Last week, I commented in a post that Old media will spend the next four years attempting to discredit the blogosphere
in order to silence its most vocal critics and as an effort to return to the “good old days” when mainstream media could insulate its preferred candidate from negative news stories. Well it seems we didn’t have to wait long for the attacks to begin.
The same day I posted that comment, CBS reported an ethical lapse by two South Dakota bloggers, Jon Lauck of Daschle v Thune and Jason Van Beek of South Dakota Politics, who did not disclose that they were paid by the Thune campaign.
Both blogs favored Thune, but neither gave any disclaimer during the election that the authors were on the payroll of the Republican candidate.
No laws have apparently been broken. Case precedent on political speech as it pertains to blogs does not exist. But where journalists’ careers may be broken on ethics violations, bloggers are writing in the Wild West of cyberspace. There remains no code of ethics, or even an employer, to enforce any standard.

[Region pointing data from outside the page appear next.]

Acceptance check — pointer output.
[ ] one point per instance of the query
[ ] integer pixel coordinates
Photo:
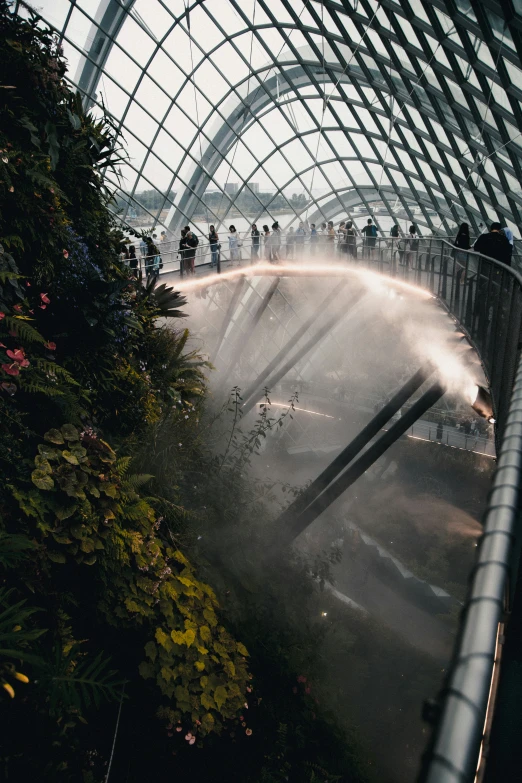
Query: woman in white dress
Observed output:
(234, 245)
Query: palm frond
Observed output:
(79, 683)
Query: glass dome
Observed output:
(245, 109)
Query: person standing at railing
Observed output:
(267, 244)
(341, 237)
(494, 244)
(234, 245)
(330, 238)
(256, 239)
(290, 237)
(509, 236)
(314, 239)
(299, 240)
(213, 240)
(413, 245)
(143, 250)
(462, 242)
(351, 241)
(276, 242)
(323, 237)
(370, 238)
(191, 243)
(133, 261)
(181, 251)
(151, 264)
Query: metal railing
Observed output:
(387, 252)
(485, 297)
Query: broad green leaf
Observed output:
(54, 436)
(71, 459)
(220, 696)
(42, 480)
(56, 557)
(70, 433)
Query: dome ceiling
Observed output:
(392, 106)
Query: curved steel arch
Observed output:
(402, 67)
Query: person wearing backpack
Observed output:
(191, 243)
(370, 238)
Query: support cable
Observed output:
(359, 442)
(256, 385)
(480, 137)
(311, 343)
(360, 466)
(326, 99)
(196, 104)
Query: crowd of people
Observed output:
(274, 245)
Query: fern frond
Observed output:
(122, 466)
(55, 370)
(37, 388)
(137, 480)
(23, 330)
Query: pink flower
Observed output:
(10, 388)
(17, 355)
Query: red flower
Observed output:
(17, 355)
(10, 388)
(11, 369)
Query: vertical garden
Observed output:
(133, 645)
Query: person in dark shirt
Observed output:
(494, 244)
(256, 240)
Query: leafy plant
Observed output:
(76, 682)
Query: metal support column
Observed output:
(244, 339)
(358, 443)
(228, 315)
(360, 466)
(249, 404)
(258, 384)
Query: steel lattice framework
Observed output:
(349, 101)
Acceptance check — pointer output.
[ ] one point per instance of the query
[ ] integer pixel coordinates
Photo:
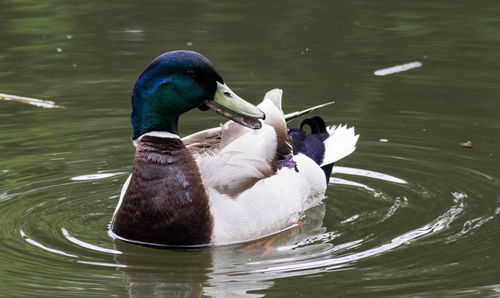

At minimum, the role of blogs in the Daschle-Thune race is a telling harbinger for 2006 and 2008. Some blogs could become new vehicles for the old political dirty tricks.
This is a case of the pot calling the kettle black as CBS was party to political dirty tricks of its own in this election cycle. But beyond that, the CBS story hints at possible regulation of blog content.
Like all media, blogs hold the potential for abuse. Experts point out that blogs’ unregulated status makes them particularly attractive outlets for political attack.
“The question is: What are the appropriate regulations on the Internet?” asked Kathleen Jamieson, an expert on political communication and dean of the Annenberg School for Communications. “It’s evolved into an area that we need to do more thinking about it.
“If you put out flyers, you have to disclaim it, you have to represent who you are,” Jamieson said. “If you put out an ad you have to put a disclaimer on it. But we don’t have those sorts of regulations for political content, that is campaign-financed on the Internet.”
First Amendment attorney Kevin Goldberg called blogs “definitely new territory.”
“[The question is] whether blogs are analogous to a sole person campaigning or whether they are very much a media publication, which is essentially akin to an online newspaper,” said Goldberg, who is the legal counsel to the American Society of Newspaper Editors.
Of course such regulation doesn’t cover the MSM:
Generally, the Supreme Court has ruled that restrictions on political advocacy by corporations and unions does not apply to media or individuals. The reasoning has been that media competition insures legitimacy. This has historically been the argument against monopolies in media ownership.
Personally, I read both Daschle v Thune and South Dakota Politics to follow the Daschle/Thune Senate race and I don’t feel particularly aggrieved that neither blog disclosed its relationship to the Thune campaign. Both bloggers made it clear that they supported Thune in the race. Should they have disclosed the connection? Absolutely. Did the failure to do so impact their coverage of the race? No more so than the New York Times or CBS pretending to be objective and non-partisan. Is federal regulation necessary to ensure the credibility of the blogosphere? Not at all. The blogosphere has a track record of sniffing out credibility issues (here is an example and one more example and yet another) and exposing them, far more so then the mainstream media does. And CBS’s example that old media is self-policing in this regard is laughable. Just look at Peter Arnett, for example. It looks like old media First Amendment hypocrisy is alive and well at CBS.
More commentary on this from Captain’s Quarters and Power Line.